Amanda is on OB call all weekend, and has been gone since noon. She had a least two laboring patients; I don’t know if any more showed up.
We picked up three pullets today at the Seattle Farm Cooperative warehouse in SODO. The people there (presumably all volunteer coop members) were very helpful. They sell a lot of bulk garden amendments, chicken and other livestock supplies, and seeds. Today they also had chicks and pullets and young roosters. I don’t know who is buying the roosters since they are illegal in the city. We got a brooder kit (plastic bin, chick feeders and waterers, and heat lamp), a couple of types of feed (one for chicks and one for later), wood shavings for bedding, and three young pullets.
Hopefully they are pullets, anyway. If any turn out to be roosters we can bring them back to be “placed” elsewhere, although there are no refunds.
The pullets are probably five weeks old. They were the leftover chicks from a previous sale last month. But I don’t mind not getting younger chicks. They were slightly more expensive (er, $3 more, but twice the price of chicks), but the sexing is more certain. Or at least that’s what they say.

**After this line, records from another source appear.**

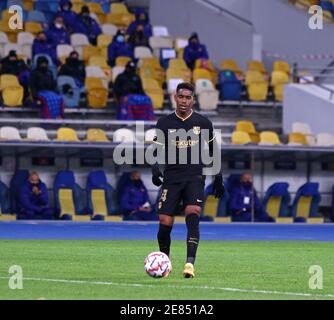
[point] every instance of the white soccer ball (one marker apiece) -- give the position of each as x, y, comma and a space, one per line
157, 265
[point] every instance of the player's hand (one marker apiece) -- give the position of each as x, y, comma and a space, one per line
156, 175
218, 186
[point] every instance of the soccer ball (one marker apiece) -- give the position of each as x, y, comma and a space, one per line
157, 265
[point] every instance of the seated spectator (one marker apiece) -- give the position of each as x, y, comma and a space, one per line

We got three different breeds. I did not pay attention to what they were when we got them and later had to decipher the cryptic notations on the cardboard box they gave us to transport them. We have a Rhode Island Red, a Buff Orpington, and a Black Sex-Link. “Sex-Link” is a totally non-friendly name; they are hybrids between a Rhode Island Red rooster and a Barred Rock hen.
One of the coop members thought she knew me; of course, I had no idea. I’ll remember her now, though.
We set them up in our spare bedroom. It isn’t warm enough outside for the youngsters, but hopefully it will be in a couple of weeks, because the brooder box is a little small for them and will have to be cleaned out every day probably. The cats have not seen them yet.

I believe Amanda was intending to get bantams, but all of these will be full-sized hens, so we will probably need a bigger coop. Well, perhaps we don’t really need one, but I think the chickens may foul up the nesting boxes (yet to be constructed) since the doghouse is on the smallish side for three full-sized hens.
Since we got the chickens, I needed to actually finish the coop. Fortunately after days of heavy rain, today was relatively dry. I did manage to put the door on the run and almost attach the rest of the wire, but the Kai woke up from his nap and did not wish to be outside (“I’m going back in the house!”). Leaving inside the house by himself is unwise (Amanda had left for UW at this point).
The Kai and I just amused ourselves inside. I made a dinner of broccoli and tofu stir-fry. The evening was like any other. Hopefully Amanda will make it back home sometime tonight.
That third chick doesn’t really look like a Rhode Island Red, though. I guess things will be more obvious as they get older.